Meditation Techniques for Insomnia

Having difficulty sleeping is a common problem worldwide. We know how important sleep is for our overall health. Some people choose to incorporate meditation into their lives in hopes of improving their sleep naturally. Meditation is a useful practice that’s benefited many people. Here are some effective techniques to try.

What Is Meditation?

While meditation is harmless for most, it should be noted that it may be triggering for individuals suffering from mental illness.

Mindfulness Meditation

  1. Remove environmental distractions.
  2. Lie down comfortably.
  3. Focus on your breathing.
  4. Inhale for 10 seconds, hold for 10 seconds, exhale for 10 seconds.
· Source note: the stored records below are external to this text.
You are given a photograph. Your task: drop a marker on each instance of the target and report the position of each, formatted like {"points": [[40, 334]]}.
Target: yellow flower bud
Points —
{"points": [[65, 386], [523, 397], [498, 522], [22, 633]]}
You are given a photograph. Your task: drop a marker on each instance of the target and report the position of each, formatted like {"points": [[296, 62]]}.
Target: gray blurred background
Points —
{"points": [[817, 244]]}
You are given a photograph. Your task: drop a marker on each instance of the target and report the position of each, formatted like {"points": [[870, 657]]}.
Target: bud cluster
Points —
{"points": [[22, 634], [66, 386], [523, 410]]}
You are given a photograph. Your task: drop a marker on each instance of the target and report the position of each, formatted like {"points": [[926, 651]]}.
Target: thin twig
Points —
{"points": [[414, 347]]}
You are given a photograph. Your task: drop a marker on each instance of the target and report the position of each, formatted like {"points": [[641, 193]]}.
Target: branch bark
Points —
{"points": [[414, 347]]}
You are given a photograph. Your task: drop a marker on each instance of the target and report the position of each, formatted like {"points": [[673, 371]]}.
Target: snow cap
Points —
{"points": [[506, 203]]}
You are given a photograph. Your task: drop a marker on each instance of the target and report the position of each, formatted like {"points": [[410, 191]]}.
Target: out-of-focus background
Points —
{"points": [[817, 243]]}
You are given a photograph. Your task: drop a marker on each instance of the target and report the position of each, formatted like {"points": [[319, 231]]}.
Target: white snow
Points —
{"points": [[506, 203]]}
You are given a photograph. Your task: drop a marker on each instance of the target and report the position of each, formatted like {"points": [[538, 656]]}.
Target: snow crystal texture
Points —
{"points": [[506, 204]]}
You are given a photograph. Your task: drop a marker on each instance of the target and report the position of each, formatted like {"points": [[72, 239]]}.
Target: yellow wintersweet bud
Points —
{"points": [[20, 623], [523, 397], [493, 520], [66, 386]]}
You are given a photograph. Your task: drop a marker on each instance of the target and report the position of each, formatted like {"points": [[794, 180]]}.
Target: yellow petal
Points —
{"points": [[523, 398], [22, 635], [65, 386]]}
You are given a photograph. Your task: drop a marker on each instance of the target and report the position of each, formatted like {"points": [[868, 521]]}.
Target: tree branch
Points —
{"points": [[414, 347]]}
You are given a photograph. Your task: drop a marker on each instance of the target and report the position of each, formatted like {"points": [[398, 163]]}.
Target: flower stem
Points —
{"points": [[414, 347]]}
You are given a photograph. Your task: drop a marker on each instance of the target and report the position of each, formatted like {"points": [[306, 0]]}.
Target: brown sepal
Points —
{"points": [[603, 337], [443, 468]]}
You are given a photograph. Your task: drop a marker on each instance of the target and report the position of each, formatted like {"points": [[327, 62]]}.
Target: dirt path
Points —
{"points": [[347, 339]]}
Repeat this five times.
  5. As you breathe, consciously relax any areas of tightness you feel.
  6. Allow any thought that arises to pass. Return focus onto breathing.

Guided Meditation

  1. Choose a recording that works for you. Make sure to dim your device’s lights.
  2. Start the recording and get into a comfortable position.
  3. Focus on the recording and follow any directions given.

Body Scan Meditation

  1. Remove environmental distractions.
  2. Lie down comfortably.
  3. Focus on your face and jaw. Relax the muscles.
  4. Relax the neck and shoulders.
  5. Move down to your arms, fingers, torso, back, and down all the way to your toes.
  6. If your mind wanders, bring focus back to consciously relaxing.